Intracranial-intracranial and extracranial-intracranial bypass options for revascularization of deep cerebral recipients are limited and technically demanding.
To assess the anatomical feasibility of using the temporopolar artery (TPA) for revascularization of the anterior cerebral artery (ACA), posterior cerebral artery (PCA), and superior cerebellar arteries (SCA).
Orbitozygomatic craniotomy was performed bilaterally on 8 cadaveric heads. The cisternal segment of the TPA was dissected. The TPA was cut at M3-M4 junction with its proximal and distal calibers and the length of the cisternal segment measured. Feasibility of the TPA-A1-ACA, TPA-A2-ACA, TPA-SCA, and TPA-PCA bypasses were assessed.
A total of 17 TPAs were identified in 16 specimens. The average distal TPA caliber was 1.0 ± 0.2 mm, and the average cisternal length was 37.5 ± 9.4 mm. TPA caliber was ≥ 1.0 mm in 12 specimens (70%). The TPA-A1-ACA bypass was feasible in all specimens, whereas the TPA reached the A2-ACA, SCA, and PCA in 94% of specimens (16/17). At the point of anastomosis, the average recipient caliber was 2.5 ± 0.5 mm for A1-ACA, and 2.3 ± 0.7 mm for A2-ACA. The calibers of the SCA and PCA at the anastomosis points were 2.0 ± 0.6 mm, and 2.7 ± 0.8 mm, respectively.
The TPA-ACA, TPA-PCA, and TPA-SCA bypasses are anatomically feasible and may be used when the distal caliber of the TPA stump is optimal to provide adequate blood flow. This study lays foundations for clinical use of the TPA for ACA revascularization in well-selected cases.
颅内-颅内和颅外-颅内旁路选择用于脑深部受体的再血管化是有限的,并且技术要求高。
评估使用颞极动脉(TPA)进行大脑前动脉(ACA)、大脑后动脉(PCA)和小脑上动脉(SCA)再血管化的解剖可行性。
对 8 个尸体头颅进行双侧眶颧开颅术。对 TPA 的池段进行解剖。在 M3-M4 交界处将 TPA 切断,测量其近端和远端口径以及池段的长度。评估 TPA-A1-ACA、TPA-A2-ACA、TPA-SCA 和 TPA-PCA 旁路的可行性。

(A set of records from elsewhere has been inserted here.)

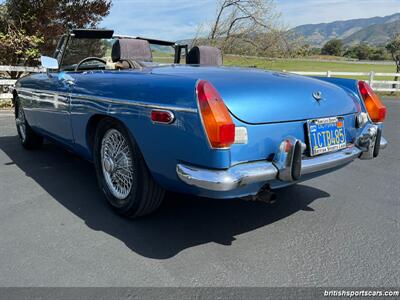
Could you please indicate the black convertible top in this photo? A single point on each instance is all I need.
(92, 33)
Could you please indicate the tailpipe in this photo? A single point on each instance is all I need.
(265, 195)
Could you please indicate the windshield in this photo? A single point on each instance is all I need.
(79, 49)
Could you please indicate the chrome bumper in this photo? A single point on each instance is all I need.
(283, 168)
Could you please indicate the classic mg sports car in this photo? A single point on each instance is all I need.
(197, 128)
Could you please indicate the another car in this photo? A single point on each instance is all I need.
(198, 128)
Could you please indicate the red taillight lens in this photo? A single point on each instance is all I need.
(374, 105)
(217, 121)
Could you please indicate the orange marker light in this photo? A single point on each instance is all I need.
(217, 121)
(374, 105)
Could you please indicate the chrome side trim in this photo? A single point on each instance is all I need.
(384, 143)
(109, 100)
(261, 171)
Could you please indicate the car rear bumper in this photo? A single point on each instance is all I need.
(284, 168)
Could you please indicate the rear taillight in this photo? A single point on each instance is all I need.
(217, 121)
(374, 105)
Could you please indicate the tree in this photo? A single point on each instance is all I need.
(333, 47)
(394, 49)
(48, 19)
(246, 27)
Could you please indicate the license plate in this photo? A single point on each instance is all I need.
(326, 135)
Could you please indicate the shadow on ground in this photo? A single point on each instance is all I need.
(182, 222)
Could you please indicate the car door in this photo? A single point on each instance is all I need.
(52, 106)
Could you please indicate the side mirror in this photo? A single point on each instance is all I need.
(49, 63)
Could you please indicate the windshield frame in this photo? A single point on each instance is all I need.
(65, 40)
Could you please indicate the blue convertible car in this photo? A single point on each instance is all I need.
(197, 128)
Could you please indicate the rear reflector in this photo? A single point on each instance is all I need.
(162, 116)
(217, 121)
(374, 105)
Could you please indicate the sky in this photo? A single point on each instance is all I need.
(180, 19)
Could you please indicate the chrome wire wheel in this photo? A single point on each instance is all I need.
(116, 162)
(21, 124)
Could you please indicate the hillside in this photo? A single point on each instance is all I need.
(375, 30)
(378, 34)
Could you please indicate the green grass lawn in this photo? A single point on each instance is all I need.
(308, 65)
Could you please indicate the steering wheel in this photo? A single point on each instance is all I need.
(88, 59)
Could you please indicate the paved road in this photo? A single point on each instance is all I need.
(342, 229)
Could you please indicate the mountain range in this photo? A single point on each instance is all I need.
(374, 31)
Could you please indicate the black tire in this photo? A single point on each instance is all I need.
(28, 138)
(145, 195)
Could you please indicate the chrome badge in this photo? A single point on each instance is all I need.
(317, 96)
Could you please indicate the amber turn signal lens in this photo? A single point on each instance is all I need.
(374, 105)
(217, 121)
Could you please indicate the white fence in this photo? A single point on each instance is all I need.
(6, 84)
(378, 85)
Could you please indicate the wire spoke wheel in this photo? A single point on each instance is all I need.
(117, 166)
(21, 124)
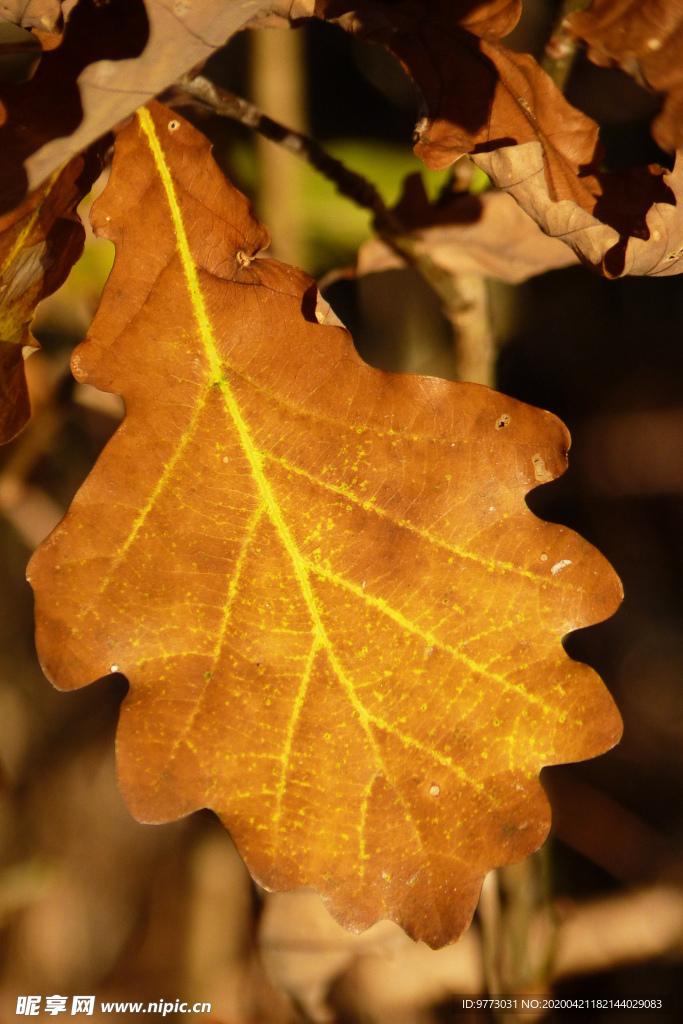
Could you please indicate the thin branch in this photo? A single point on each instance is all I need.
(561, 48)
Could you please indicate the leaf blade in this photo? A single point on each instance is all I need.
(326, 619)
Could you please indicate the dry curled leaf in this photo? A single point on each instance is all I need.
(500, 107)
(39, 244)
(340, 622)
(486, 235)
(656, 252)
(43, 17)
(646, 41)
(115, 56)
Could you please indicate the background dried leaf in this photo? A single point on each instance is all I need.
(43, 17)
(646, 41)
(658, 250)
(115, 57)
(486, 235)
(39, 244)
(501, 108)
(297, 593)
(38, 117)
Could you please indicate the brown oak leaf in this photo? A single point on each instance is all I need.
(340, 622)
(646, 41)
(39, 244)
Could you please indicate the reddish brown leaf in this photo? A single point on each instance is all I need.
(340, 622)
(502, 108)
(646, 41)
(43, 17)
(486, 235)
(115, 56)
(657, 248)
(36, 114)
(39, 244)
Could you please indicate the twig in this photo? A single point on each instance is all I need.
(353, 185)
(561, 47)
(464, 307)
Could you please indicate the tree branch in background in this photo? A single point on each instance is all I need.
(464, 302)
(561, 48)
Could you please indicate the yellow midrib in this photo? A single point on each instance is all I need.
(301, 565)
(269, 503)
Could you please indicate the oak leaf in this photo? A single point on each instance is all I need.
(340, 622)
(646, 41)
(39, 243)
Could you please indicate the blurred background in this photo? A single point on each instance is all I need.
(93, 902)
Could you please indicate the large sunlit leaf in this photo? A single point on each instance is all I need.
(340, 622)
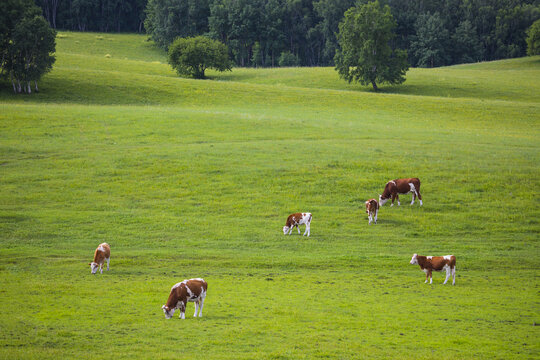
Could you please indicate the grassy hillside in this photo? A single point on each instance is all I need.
(187, 178)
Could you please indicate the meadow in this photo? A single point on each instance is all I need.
(195, 178)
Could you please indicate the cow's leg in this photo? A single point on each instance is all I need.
(448, 272)
(200, 306)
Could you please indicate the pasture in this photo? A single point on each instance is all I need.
(188, 178)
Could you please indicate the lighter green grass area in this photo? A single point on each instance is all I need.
(188, 178)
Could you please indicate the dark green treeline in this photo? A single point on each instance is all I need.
(291, 32)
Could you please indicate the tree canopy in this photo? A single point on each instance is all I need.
(192, 56)
(257, 32)
(364, 52)
(27, 44)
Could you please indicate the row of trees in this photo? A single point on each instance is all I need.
(95, 15)
(27, 44)
(261, 32)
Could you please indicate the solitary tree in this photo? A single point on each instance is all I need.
(533, 39)
(364, 52)
(192, 56)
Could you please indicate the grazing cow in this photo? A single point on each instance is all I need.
(400, 186)
(295, 220)
(372, 208)
(193, 290)
(437, 263)
(102, 254)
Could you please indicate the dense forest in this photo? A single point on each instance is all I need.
(303, 32)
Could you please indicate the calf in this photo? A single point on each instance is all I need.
(437, 263)
(372, 208)
(102, 254)
(295, 220)
(193, 290)
(400, 186)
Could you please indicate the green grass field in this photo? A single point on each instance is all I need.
(188, 178)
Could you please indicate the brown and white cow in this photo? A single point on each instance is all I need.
(395, 187)
(372, 209)
(102, 254)
(297, 219)
(193, 290)
(436, 263)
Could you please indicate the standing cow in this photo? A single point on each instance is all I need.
(102, 254)
(296, 220)
(372, 209)
(436, 263)
(193, 290)
(400, 186)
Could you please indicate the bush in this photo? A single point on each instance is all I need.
(288, 59)
(192, 56)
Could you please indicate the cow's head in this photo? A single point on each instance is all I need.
(93, 267)
(168, 311)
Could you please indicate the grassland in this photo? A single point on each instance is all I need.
(187, 178)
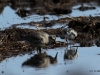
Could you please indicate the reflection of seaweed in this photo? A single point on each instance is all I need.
(71, 54)
(41, 60)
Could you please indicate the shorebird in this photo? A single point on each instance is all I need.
(69, 33)
(71, 54)
(40, 39)
(41, 60)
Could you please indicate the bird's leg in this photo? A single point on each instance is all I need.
(67, 44)
(39, 49)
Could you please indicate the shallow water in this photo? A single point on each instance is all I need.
(87, 61)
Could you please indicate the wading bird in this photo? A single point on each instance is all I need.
(41, 60)
(69, 33)
(71, 54)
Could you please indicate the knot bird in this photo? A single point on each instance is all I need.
(40, 39)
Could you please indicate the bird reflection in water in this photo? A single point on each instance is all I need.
(41, 60)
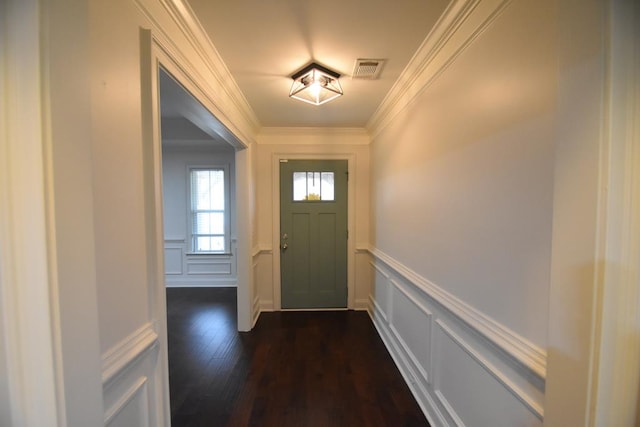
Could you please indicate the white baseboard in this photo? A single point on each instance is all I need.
(415, 319)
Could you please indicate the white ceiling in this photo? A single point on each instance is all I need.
(263, 42)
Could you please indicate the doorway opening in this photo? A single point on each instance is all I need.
(198, 170)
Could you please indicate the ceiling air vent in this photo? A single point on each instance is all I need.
(367, 69)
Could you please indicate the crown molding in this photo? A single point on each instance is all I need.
(461, 23)
(233, 109)
(313, 135)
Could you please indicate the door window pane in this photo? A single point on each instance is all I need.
(313, 186)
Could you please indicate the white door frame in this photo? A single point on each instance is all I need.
(159, 55)
(351, 203)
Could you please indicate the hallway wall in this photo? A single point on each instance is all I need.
(130, 291)
(462, 199)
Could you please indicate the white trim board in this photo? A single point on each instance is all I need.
(519, 348)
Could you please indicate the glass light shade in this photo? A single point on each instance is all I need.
(315, 85)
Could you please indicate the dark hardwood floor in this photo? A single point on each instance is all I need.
(293, 369)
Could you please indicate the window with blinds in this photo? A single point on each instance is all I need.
(209, 223)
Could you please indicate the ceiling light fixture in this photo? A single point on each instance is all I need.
(315, 85)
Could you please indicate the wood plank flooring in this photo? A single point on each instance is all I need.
(293, 369)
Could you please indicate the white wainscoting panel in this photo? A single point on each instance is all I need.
(129, 371)
(185, 269)
(131, 408)
(460, 374)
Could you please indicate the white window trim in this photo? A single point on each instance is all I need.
(227, 210)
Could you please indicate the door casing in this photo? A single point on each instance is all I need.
(351, 197)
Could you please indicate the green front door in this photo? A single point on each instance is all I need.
(313, 233)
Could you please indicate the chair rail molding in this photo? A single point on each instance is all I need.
(461, 23)
(519, 348)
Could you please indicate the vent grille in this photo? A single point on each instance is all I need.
(367, 69)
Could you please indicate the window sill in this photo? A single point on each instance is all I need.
(209, 254)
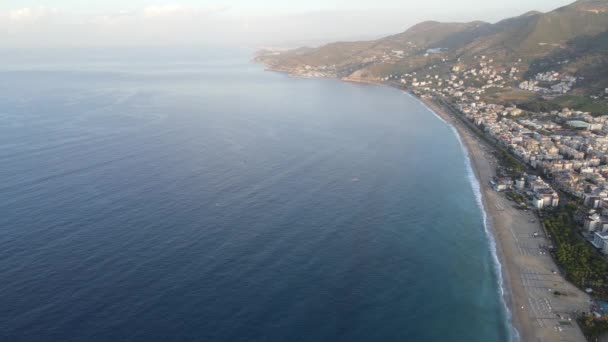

在 16 个标本中总共发现了 17 个 TPA。远端 TPA 口径的平均直径为 1.0±0.2mm,池段的平均长度为 37.5±9.4mm。12 个标本(70%)的 TPA 口径≥1.0mm。TPA-A1-ACA 旁路在所有标本中均可行,而 TPA 到达 A2-ACA、SCA 和 PCA 的比例为 94%(16/17)。在吻合点,A1-ACA 的平均受体口径为 2.5±0.5mm,A2-ACA 为 2.3±0.7mm。吻合点 SCA 和 PCA 的口径分别为 2.0±0.6mm 和 2.7±0.8mm。
TPA-ACA、TPA-PCA 和 TPA-SCA 旁路在解剖上是可行的,当 TPA 残端的远端口径最佳时,可以提供足够的血流。本研究为在精心选择的病例中临床使用 TPA 进行 ACA 再血管化奠定了基础。